Either way, I don't think raising a KeyError: 'x' is the best output.

RobMulla on 29 Jul 2018

There have been a number of times where this is useful. Most recently this is the situation that I am trying visualize.

I am trying to compare two models, f(t) and g(t). Say f(t) is what is currently done and I want to investigate if g(t) is a better model (e.g. gives a higher value). One way to visualize this is to scatter plot g(t) vs f(t) where each point is a different t. By plotting f(t) vs f(t) it is really clear if the point (f(t1), g(t1)) is above or below that line.
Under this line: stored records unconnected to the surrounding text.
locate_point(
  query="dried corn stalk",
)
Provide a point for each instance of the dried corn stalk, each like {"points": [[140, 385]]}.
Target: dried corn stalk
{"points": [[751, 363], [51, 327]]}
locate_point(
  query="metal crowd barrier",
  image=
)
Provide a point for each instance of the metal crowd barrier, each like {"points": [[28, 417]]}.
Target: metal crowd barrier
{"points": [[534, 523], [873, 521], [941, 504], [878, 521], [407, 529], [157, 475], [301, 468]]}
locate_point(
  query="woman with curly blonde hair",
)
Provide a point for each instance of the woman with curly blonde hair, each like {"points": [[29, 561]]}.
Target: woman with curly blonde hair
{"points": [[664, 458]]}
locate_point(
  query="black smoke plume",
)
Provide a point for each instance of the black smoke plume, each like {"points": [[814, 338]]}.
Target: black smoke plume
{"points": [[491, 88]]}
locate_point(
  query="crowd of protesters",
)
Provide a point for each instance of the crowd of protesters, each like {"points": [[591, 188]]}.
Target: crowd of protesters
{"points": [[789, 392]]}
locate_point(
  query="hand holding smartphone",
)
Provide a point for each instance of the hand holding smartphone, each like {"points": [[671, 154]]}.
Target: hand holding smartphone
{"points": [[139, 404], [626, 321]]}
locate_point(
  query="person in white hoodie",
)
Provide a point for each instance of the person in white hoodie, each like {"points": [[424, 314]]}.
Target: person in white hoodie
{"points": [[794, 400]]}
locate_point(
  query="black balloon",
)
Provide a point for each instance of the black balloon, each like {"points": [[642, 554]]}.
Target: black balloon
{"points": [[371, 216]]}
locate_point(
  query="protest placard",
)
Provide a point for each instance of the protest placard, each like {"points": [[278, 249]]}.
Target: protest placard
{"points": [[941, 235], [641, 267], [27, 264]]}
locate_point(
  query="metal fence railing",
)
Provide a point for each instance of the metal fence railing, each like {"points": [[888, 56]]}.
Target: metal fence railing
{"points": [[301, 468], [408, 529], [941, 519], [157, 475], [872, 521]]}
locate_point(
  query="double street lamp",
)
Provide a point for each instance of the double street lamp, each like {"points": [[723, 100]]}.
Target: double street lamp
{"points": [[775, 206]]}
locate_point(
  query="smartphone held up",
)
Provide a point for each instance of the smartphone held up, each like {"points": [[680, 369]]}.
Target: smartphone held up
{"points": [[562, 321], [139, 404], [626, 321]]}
A related example is if you have a known value, x and an estimate of that value, x', then plotting the points (x, x') and overplotting the line x = x again visually shows how good the estimates are.

Furthermore, I believe the current plot() behavior is unnecessarily restrictive.

Good point @RobMulla re: the y list.

danielwlogan on 29 Jul 2018

is this closed now?

ishanb97 on 24 Aug 2018

No. There's a stalled PR https://github.com/pandas-dev/pandas/pull/22105

TomAugspurger on 24 Aug 2018

Directed here by Triage, but should I focus on jumping to #22105 instead? The self-join bug seems to have been resolved (at least addressed directly) in other issue threads!